Presenter: Dr. Timothy E. Link - University of Idaho, Department of Forest, Rangeland, and Fire Sciences

Abstract:
In mountainous, forested environments, vegetation exerts a strong control on snowcover dynamics that in turn affect ecohydrological processes, streamflow regimes, and riparian health. Snowcover deposition and ablation patterns in forests are controlled by a complex combination of canopy interception processes coupled with radiative and turbulent heat flux dynamics related to topographic and canopy cover variations. Recent research has elucidated variations that can result in snowcover dynamics that run counter to conventional wisdom, but which are important for advancing the understanding of hydrological processes in complex terrain. In most seasonal snow environments, snowcover ablation dynamics in forests are dominated by net radiation. In discontinuous forests however, net radiation in forested areas may exceed radiation in open sites, whereas in other cases, net radiation may be less than in closed canopy forests. The low-radiation paradox most pronounced early in the winter, at high latitudes and on north-facing slopes due to low solar elevation angles relative to the ground.
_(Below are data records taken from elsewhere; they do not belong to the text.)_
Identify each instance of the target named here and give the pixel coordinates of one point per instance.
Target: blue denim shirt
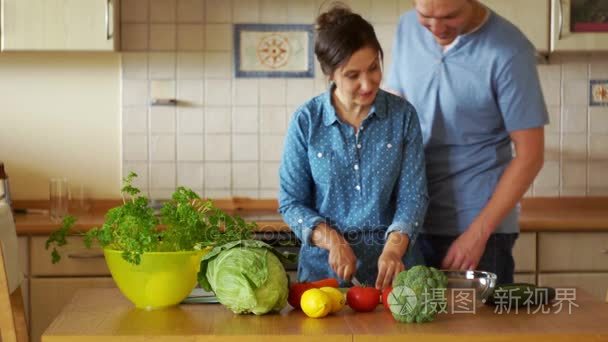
(364, 185)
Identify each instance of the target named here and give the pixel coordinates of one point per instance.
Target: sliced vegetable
(385, 293)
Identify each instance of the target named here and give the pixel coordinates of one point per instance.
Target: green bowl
(162, 279)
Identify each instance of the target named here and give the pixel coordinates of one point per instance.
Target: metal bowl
(482, 283)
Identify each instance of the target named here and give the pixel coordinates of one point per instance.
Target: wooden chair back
(13, 327)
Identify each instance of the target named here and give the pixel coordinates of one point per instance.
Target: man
(471, 75)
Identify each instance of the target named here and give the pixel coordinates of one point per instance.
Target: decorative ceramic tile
(598, 92)
(273, 50)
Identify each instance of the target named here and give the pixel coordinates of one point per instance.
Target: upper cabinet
(59, 25)
(530, 16)
(579, 25)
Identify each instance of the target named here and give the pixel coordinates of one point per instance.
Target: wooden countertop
(104, 314)
(537, 214)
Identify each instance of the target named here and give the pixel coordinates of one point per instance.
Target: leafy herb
(58, 237)
(132, 228)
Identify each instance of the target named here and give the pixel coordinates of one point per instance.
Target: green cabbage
(247, 276)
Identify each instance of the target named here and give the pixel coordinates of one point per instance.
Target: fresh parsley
(190, 223)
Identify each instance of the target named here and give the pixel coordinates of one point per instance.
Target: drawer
(524, 252)
(594, 283)
(573, 251)
(23, 255)
(529, 278)
(76, 259)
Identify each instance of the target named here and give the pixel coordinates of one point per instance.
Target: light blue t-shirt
(468, 99)
(364, 185)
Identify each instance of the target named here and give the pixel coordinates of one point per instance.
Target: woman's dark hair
(339, 34)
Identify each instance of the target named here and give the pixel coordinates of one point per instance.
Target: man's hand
(342, 259)
(389, 265)
(467, 249)
(390, 261)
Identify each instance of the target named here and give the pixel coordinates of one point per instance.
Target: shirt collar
(378, 108)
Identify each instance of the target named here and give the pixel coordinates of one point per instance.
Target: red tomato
(363, 299)
(385, 294)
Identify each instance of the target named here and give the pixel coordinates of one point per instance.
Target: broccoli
(413, 299)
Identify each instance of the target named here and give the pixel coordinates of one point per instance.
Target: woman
(352, 180)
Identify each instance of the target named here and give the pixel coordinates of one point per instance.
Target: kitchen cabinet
(59, 25)
(572, 30)
(524, 254)
(530, 16)
(568, 259)
(53, 285)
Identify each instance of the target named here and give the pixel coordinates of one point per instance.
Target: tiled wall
(225, 136)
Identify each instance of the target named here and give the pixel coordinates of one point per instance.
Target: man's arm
(466, 251)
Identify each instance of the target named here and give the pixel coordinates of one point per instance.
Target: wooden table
(105, 315)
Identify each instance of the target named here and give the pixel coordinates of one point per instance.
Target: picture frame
(273, 50)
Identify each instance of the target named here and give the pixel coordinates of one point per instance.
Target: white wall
(60, 116)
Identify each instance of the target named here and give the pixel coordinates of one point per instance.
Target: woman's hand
(342, 259)
(390, 261)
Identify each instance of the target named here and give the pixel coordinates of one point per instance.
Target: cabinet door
(562, 36)
(594, 283)
(530, 16)
(59, 25)
(49, 295)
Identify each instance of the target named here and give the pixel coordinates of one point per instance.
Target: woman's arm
(296, 202)
(412, 201)
(466, 251)
(296, 183)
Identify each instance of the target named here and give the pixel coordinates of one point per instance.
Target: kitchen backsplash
(225, 136)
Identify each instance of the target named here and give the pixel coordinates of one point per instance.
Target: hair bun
(336, 15)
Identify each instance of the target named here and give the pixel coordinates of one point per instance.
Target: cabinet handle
(1, 24)
(109, 35)
(85, 255)
(561, 19)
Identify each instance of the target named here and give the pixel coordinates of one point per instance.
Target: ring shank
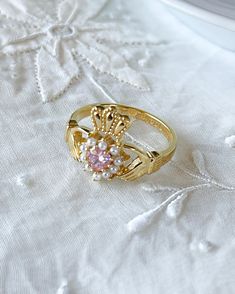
(137, 114)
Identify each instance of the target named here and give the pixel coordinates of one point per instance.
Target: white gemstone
(91, 142)
(118, 161)
(106, 175)
(114, 150)
(113, 169)
(96, 177)
(82, 157)
(83, 147)
(102, 145)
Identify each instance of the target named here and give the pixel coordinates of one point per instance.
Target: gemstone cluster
(100, 158)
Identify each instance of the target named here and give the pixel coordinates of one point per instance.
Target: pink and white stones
(104, 161)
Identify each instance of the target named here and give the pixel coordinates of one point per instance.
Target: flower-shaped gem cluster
(102, 159)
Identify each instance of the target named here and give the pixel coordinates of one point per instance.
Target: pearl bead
(91, 142)
(113, 169)
(106, 175)
(117, 161)
(102, 145)
(114, 150)
(83, 147)
(96, 177)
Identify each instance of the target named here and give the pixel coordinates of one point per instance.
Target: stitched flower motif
(62, 40)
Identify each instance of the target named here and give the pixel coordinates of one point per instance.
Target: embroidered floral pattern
(174, 203)
(62, 40)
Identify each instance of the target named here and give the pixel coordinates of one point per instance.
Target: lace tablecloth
(171, 232)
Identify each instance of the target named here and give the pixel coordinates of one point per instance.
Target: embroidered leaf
(53, 76)
(175, 207)
(200, 162)
(107, 61)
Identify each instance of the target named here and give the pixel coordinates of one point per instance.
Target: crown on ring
(102, 151)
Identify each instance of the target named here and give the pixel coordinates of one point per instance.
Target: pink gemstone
(98, 159)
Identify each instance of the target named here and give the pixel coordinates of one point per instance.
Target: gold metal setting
(103, 149)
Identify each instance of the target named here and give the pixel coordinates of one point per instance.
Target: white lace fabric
(60, 232)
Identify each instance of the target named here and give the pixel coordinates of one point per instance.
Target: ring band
(103, 150)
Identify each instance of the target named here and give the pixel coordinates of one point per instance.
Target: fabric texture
(60, 232)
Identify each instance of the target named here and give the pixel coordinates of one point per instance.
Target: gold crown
(108, 121)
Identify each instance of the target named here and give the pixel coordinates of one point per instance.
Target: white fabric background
(60, 231)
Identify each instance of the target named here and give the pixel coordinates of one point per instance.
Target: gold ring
(103, 149)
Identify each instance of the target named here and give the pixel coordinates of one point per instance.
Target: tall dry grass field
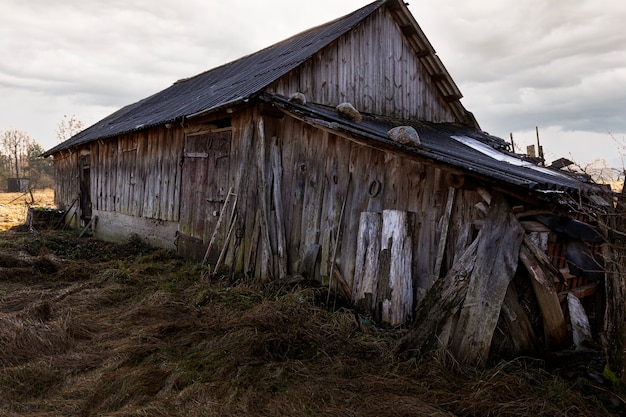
(14, 206)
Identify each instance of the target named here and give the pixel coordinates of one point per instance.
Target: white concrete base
(116, 227)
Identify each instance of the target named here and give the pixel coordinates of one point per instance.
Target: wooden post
(542, 279)
(613, 251)
(366, 268)
(395, 285)
(281, 245)
(496, 263)
(440, 304)
(518, 323)
(266, 246)
(445, 225)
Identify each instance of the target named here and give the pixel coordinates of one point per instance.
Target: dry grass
(125, 330)
(14, 206)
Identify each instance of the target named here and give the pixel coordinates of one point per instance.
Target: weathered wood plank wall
(324, 174)
(372, 68)
(67, 179)
(137, 174)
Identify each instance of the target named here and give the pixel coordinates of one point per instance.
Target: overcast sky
(558, 65)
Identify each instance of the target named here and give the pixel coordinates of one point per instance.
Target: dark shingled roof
(228, 84)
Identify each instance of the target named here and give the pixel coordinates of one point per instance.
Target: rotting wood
(444, 233)
(218, 224)
(266, 248)
(220, 259)
(343, 284)
(395, 285)
(581, 330)
(311, 255)
(496, 263)
(518, 323)
(614, 337)
(542, 279)
(254, 244)
(528, 225)
(441, 302)
(338, 235)
(366, 267)
(277, 171)
(579, 292)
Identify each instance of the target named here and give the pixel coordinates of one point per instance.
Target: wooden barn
(343, 155)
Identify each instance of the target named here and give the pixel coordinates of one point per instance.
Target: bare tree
(68, 127)
(15, 144)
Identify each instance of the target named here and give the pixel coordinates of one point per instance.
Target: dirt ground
(89, 328)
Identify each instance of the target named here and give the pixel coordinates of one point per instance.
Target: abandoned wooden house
(344, 155)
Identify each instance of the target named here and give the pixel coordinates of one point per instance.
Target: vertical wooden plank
(538, 267)
(395, 289)
(364, 288)
(277, 171)
(496, 263)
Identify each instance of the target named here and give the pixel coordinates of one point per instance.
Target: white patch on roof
(499, 156)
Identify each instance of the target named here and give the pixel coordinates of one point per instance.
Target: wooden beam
(542, 279)
(494, 270)
(445, 225)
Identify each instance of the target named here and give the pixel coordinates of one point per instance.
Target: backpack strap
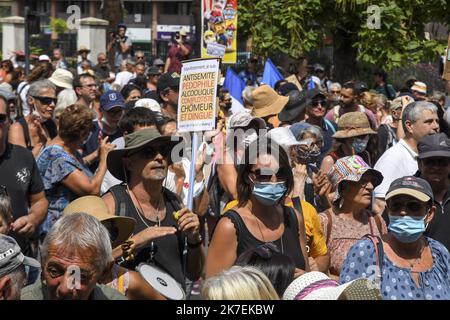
(379, 251)
(378, 223)
(329, 225)
(330, 126)
(120, 198)
(23, 122)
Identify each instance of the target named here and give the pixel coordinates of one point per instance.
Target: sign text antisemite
(197, 99)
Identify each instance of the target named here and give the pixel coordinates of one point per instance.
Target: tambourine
(161, 281)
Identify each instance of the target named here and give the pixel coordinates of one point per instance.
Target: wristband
(195, 244)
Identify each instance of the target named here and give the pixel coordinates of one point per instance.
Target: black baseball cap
(295, 106)
(314, 94)
(412, 186)
(435, 145)
(168, 81)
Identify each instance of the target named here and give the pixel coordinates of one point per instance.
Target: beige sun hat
(318, 286)
(353, 124)
(267, 102)
(97, 208)
(62, 78)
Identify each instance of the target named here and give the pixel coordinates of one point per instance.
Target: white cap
(44, 57)
(151, 104)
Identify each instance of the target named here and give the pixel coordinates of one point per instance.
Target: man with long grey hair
(419, 119)
(75, 255)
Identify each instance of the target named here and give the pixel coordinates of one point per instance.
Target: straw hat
(267, 102)
(353, 124)
(318, 286)
(351, 168)
(62, 78)
(83, 48)
(95, 207)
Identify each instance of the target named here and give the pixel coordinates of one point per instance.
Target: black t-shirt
(169, 249)
(20, 175)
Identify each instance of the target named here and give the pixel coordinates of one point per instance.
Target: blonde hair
(239, 283)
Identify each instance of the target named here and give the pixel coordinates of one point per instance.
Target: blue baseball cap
(111, 99)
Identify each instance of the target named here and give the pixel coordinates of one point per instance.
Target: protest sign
(219, 26)
(197, 97)
(446, 74)
(215, 50)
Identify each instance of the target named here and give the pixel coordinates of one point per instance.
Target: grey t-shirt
(38, 291)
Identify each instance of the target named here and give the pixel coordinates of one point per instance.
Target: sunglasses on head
(114, 111)
(3, 117)
(411, 206)
(316, 103)
(46, 100)
(266, 174)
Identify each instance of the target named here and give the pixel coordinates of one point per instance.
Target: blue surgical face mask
(406, 229)
(269, 193)
(359, 145)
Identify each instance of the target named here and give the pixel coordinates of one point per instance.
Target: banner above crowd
(197, 99)
(219, 29)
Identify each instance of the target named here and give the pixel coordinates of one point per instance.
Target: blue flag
(235, 86)
(271, 74)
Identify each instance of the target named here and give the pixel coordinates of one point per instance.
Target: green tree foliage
(295, 27)
(57, 25)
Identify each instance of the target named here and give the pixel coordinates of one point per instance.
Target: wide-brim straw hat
(133, 142)
(97, 208)
(351, 168)
(353, 124)
(267, 102)
(318, 286)
(62, 78)
(83, 49)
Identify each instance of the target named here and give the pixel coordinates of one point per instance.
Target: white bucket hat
(151, 104)
(62, 78)
(318, 286)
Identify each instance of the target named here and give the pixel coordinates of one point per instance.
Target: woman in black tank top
(263, 183)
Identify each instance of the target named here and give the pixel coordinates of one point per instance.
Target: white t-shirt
(398, 161)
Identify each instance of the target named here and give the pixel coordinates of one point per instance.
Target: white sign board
(197, 97)
(215, 50)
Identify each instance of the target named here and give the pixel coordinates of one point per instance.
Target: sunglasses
(151, 152)
(316, 103)
(46, 100)
(3, 117)
(440, 162)
(91, 86)
(410, 206)
(3, 191)
(265, 174)
(265, 251)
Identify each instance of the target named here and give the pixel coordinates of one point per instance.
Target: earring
(341, 203)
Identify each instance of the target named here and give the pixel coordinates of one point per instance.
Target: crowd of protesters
(312, 190)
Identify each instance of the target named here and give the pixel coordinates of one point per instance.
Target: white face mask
(38, 116)
(249, 139)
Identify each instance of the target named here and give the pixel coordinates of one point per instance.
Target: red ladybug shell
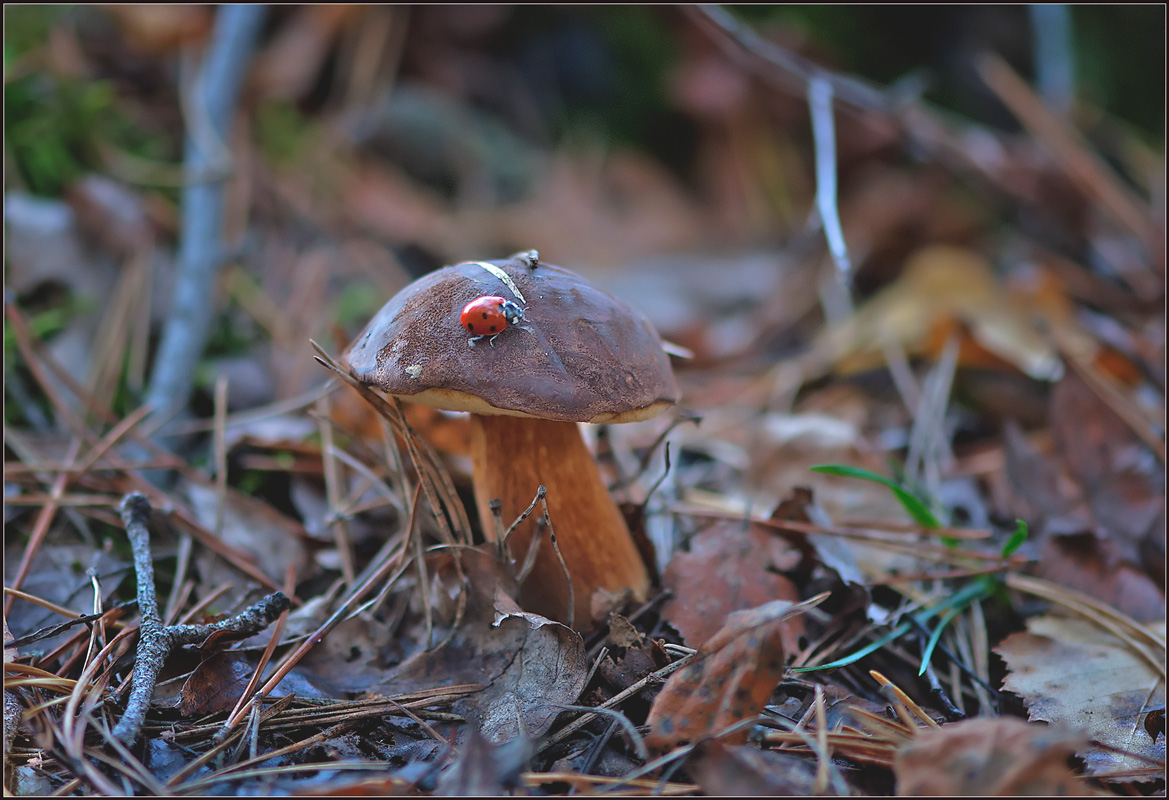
(489, 315)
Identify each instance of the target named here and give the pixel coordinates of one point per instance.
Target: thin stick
(820, 102)
(555, 549)
(157, 640)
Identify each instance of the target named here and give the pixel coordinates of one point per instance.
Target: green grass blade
(917, 509)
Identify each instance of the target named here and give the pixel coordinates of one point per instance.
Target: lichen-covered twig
(157, 640)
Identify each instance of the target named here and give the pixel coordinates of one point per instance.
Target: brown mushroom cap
(586, 358)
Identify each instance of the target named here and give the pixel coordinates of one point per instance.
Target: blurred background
(641, 145)
(665, 152)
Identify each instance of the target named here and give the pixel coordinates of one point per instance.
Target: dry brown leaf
(1071, 673)
(528, 664)
(989, 757)
(742, 771)
(731, 680)
(728, 569)
(216, 684)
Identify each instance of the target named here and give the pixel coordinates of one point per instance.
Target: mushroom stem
(511, 457)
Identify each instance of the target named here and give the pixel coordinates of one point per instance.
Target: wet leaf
(216, 684)
(528, 664)
(731, 680)
(1071, 673)
(989, 757)
(730, 567)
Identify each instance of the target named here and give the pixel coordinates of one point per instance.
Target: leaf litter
(1003, 361)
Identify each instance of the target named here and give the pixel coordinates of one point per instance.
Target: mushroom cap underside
(579, 354)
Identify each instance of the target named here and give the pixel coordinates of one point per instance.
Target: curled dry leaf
(742, 771)
(1071, 673)
(528, 664)
(727, 570)
(989, 757)
(216, 684)
(731, 678)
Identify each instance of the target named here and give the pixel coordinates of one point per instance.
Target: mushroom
(576, 354)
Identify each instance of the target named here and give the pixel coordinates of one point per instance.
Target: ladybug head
(512, 312)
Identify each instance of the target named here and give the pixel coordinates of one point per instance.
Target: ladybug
(489, 316)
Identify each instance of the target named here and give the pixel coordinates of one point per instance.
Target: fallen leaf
(731, 678)
(483, 770)
(1071, 673)
(943, 290)
(528, 664)
(741, 771)
(216, 684)
(730, 567)
(989, 757)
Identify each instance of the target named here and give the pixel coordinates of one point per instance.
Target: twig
(823, 130)
(157, 640)
(200, 252)
(1094, 178)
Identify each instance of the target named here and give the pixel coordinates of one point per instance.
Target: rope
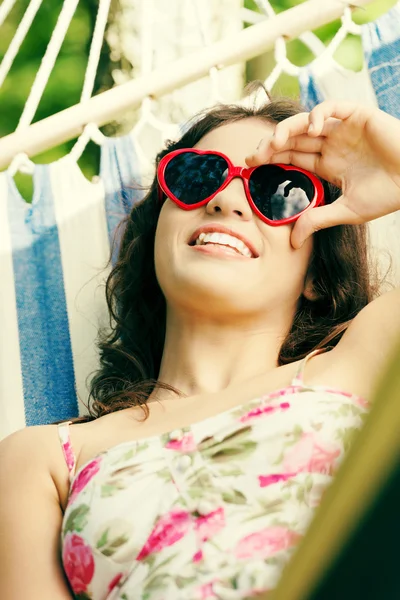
(5, 9)
(47, 64)
(95, 49)
(19, 36)
(21, 163)
(200, 7)
(90, 133)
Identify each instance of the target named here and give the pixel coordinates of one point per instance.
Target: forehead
(238, 139)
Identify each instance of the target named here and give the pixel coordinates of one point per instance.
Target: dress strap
(66, 446)
(298, 379)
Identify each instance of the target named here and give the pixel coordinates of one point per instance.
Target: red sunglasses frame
(244, 173)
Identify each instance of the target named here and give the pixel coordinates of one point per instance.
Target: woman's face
(218, 282)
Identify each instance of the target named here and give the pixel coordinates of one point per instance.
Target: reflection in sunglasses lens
(193, 177)
(278, 193)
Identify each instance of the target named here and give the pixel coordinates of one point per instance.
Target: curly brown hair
(131, 350)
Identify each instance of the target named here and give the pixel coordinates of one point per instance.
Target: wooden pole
(105, 107)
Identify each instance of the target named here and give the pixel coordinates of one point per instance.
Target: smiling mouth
(222, 241)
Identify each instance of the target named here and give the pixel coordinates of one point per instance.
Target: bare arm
(30, 519)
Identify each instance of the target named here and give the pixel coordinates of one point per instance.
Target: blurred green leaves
(65, 84)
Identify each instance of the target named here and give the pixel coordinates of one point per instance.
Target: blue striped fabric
(53, 264)
(381, 43)
(46, 357)
(120, 171)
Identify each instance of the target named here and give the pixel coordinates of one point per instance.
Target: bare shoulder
(362, 354)
(91, 438)
(31, 516)
(37, 450)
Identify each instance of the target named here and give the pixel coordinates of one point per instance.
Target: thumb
(321, 217)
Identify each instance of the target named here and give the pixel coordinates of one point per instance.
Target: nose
(231, 201)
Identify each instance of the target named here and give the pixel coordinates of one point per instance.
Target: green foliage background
(65, 84)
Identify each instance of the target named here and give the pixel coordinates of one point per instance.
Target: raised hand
(354, 147)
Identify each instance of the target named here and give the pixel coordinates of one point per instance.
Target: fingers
(305, 160)
(333, 109)
(290, 134)
(337, 213)
(293, 126)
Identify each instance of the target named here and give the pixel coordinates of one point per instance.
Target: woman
(202, 485)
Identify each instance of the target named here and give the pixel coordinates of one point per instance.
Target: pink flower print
(83, 477)
(265, 480)
(114, 582)
(78, 562)
(262, 410)
(205, 591)
(198, 556)
(265, 543)
(208, 525)
(311, 455)
(185, 444)
(168, 530)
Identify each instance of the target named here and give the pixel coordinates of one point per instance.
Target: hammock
(53, 252)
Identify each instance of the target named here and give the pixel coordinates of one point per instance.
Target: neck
(207, 356)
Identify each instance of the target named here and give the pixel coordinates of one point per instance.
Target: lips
(217, 228)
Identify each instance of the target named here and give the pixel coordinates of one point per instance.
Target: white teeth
(225, 240)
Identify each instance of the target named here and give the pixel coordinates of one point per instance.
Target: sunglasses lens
(279, 193)
(192, 177)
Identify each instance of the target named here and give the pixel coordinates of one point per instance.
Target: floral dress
(210, 511)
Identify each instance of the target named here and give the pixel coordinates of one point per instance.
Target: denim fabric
(120, 171)
(381, 44)
(45, 345)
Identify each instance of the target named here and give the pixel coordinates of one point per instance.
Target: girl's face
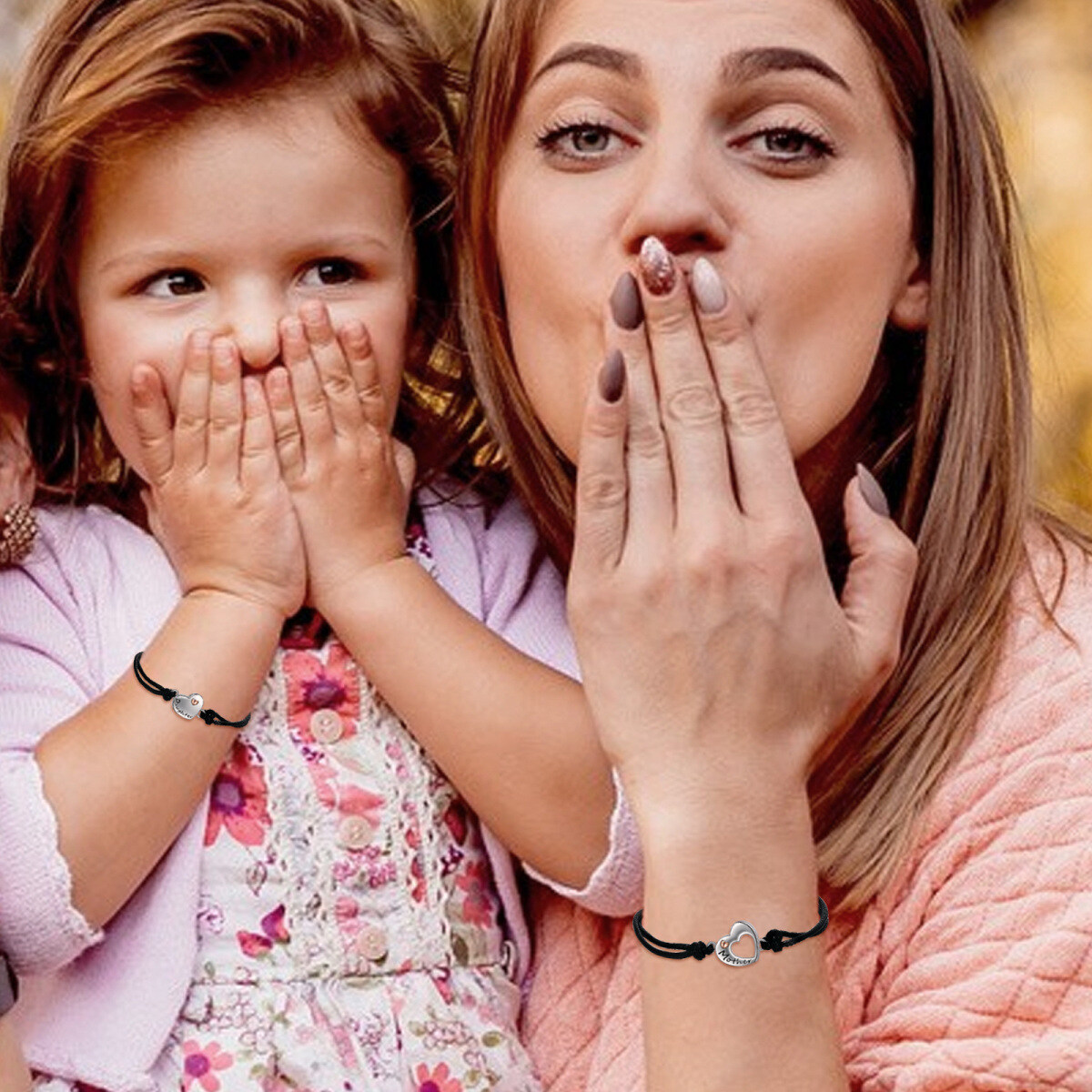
(753, 132)
(228, 223)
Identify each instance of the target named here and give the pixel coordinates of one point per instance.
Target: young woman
(801, 217)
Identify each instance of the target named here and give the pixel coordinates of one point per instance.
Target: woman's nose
(252, 319)
(681, 199)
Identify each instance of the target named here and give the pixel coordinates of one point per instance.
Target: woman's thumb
(880, 577)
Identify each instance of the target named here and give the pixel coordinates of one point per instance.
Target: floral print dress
(350, 936)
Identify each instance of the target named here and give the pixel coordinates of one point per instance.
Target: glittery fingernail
(658, 267)
(612, 377)
(708, 288)
(626, 303)
(872, 491)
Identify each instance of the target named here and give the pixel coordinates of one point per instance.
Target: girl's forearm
(513, 736)
(15, 1076)
(126, 774)
(764, 1027)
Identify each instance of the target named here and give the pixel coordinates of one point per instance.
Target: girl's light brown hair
(948, 421)
(108, 71)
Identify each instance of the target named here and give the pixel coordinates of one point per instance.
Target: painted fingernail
(626, 303)
(708, 288)
(872, 491)
(658, 267)
(612, 377)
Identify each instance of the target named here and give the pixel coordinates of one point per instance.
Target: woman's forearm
(14, 1073)
(764, 1027)
(126, 774)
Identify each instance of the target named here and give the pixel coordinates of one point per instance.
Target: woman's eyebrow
(740, 66)
(753, 64)
(588, 53)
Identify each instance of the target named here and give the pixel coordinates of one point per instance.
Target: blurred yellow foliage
(1036, 57)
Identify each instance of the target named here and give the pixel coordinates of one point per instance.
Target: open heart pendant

Physically-based simulations of snowpack dynamics indicate that desynchronization of snowmelt by approximately 3 weeks can occur between north and south facing discontinuous forests relative to continuous canopies, whereas timing differences are minimal between east and west facing slopes. These results indicate that forest thinning may be used to reduce snowmelt rates and/or alter melt synchronicity, but that the exact configuration will be highly spatially variable. This evolving line of research holds important implications for a wide range of disciplines including water resources management, fire hazard risk reduction, vegetation regeneration, forest entomology, soil processes and winter recreation.